Deflation would severely challenge the UK government's policy for the past five years, which has been to punish savers and reward borrowers.

The Bank of England interest rate has been slashed to 0.5% and cannot be cut much further. If a cut to -2%, for example, were attempted through a levy on bank deposits, there would be a public stampede into bank notes or offshore bank accounts.

Deflation tends to enhance economic depression by suppressing demand. The late 1920s and early 1930s were grim times for unemployment.

Governments will fight like tigers to avoid it and restore inflation - which around the world is being targeted at about 2%.

The practical challenge for investors, therefore, is not to get ready for persistent deflation, but to anticipate the measures governments might resort to to avoid a falling-price trap.

Here, we could take a leaf straight from Japan's textbook. For more than 30 years Japanese equities crashed, then languished.

But in late 2012, the Japanese government, led by Shinzo Abe, launched an aggressive campaign to jolt the country's economy out of decades of torpor using measures dubbed 'Abenomics'.

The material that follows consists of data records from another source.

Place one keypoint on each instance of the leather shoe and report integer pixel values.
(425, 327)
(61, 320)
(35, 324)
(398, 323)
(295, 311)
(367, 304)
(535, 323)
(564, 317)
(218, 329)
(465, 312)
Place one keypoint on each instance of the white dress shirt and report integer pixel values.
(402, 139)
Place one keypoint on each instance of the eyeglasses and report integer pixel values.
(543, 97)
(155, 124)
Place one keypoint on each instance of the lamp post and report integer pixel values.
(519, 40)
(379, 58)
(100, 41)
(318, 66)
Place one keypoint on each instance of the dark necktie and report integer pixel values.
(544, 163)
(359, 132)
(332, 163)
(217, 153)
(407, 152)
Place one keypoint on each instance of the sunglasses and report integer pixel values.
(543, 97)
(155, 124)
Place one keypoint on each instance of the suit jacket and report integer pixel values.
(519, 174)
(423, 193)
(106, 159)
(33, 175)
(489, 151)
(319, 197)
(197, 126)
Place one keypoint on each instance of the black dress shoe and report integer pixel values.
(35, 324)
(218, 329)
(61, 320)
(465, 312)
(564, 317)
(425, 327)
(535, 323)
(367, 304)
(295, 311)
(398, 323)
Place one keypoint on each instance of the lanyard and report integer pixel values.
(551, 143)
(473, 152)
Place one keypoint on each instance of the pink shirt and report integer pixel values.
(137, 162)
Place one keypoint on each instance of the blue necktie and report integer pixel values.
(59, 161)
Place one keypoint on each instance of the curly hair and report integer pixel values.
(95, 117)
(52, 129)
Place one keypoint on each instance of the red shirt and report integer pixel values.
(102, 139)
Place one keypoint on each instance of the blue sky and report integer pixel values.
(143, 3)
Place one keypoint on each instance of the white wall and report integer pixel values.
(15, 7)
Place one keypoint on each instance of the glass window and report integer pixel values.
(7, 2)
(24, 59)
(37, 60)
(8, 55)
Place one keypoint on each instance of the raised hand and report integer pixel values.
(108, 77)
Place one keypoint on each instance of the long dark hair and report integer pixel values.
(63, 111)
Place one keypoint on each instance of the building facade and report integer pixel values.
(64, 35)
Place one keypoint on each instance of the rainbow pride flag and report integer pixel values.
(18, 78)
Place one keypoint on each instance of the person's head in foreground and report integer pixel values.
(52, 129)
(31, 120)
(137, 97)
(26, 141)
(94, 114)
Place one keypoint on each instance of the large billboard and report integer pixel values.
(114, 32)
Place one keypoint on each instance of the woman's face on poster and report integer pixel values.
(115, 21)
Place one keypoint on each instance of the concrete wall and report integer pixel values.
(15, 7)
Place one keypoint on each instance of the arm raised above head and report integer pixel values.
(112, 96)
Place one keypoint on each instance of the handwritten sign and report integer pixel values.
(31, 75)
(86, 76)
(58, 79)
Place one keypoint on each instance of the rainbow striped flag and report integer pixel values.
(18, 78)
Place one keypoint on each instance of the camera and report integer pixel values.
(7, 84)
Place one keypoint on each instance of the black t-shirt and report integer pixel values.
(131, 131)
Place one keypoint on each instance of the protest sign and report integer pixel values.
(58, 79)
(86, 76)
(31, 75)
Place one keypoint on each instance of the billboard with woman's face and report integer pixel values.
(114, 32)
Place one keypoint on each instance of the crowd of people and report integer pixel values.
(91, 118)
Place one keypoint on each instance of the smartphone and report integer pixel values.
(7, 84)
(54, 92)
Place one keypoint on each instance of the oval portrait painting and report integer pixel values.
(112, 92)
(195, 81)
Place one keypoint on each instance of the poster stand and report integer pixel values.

Public spending was boosted, monetary policy was eased and the Bank of Japan set a target of 2% inflation - which amounted to a big change, given that the average annual price level change for the previous 10 years had been about -0.5%.

As a result of Abenomics, the yen crashed and the Tokyo stock market rose strongly in value by more than 70% in a year. Not surprisingly, Japanese government bonds fell sharply in price.

The global economic jury is still out, though, on whether Abenomics will work. Inflation has turned positive, but only to the extent of about 1%, most of which reflects the rise in price of imports following the devaluation of the yen.

Eurozone struggle

Problems paralleling those of Japan in recent years now menace the eurozone. Negative shocks have been experienced across the zone as the European Central Bank has struggled to stabilise the euro and the European banking system.

Normally, a central bank can cut interest rates to stimulate a flagging economy. Cheaper money boosts demand in the economy and pushes activity back to a targeted equilibrium - of 2% inflation in the case of the eurozone.

But the interest rate for the euro is already down at 0.5% and the interest rate weapon is therefore short of ammunition.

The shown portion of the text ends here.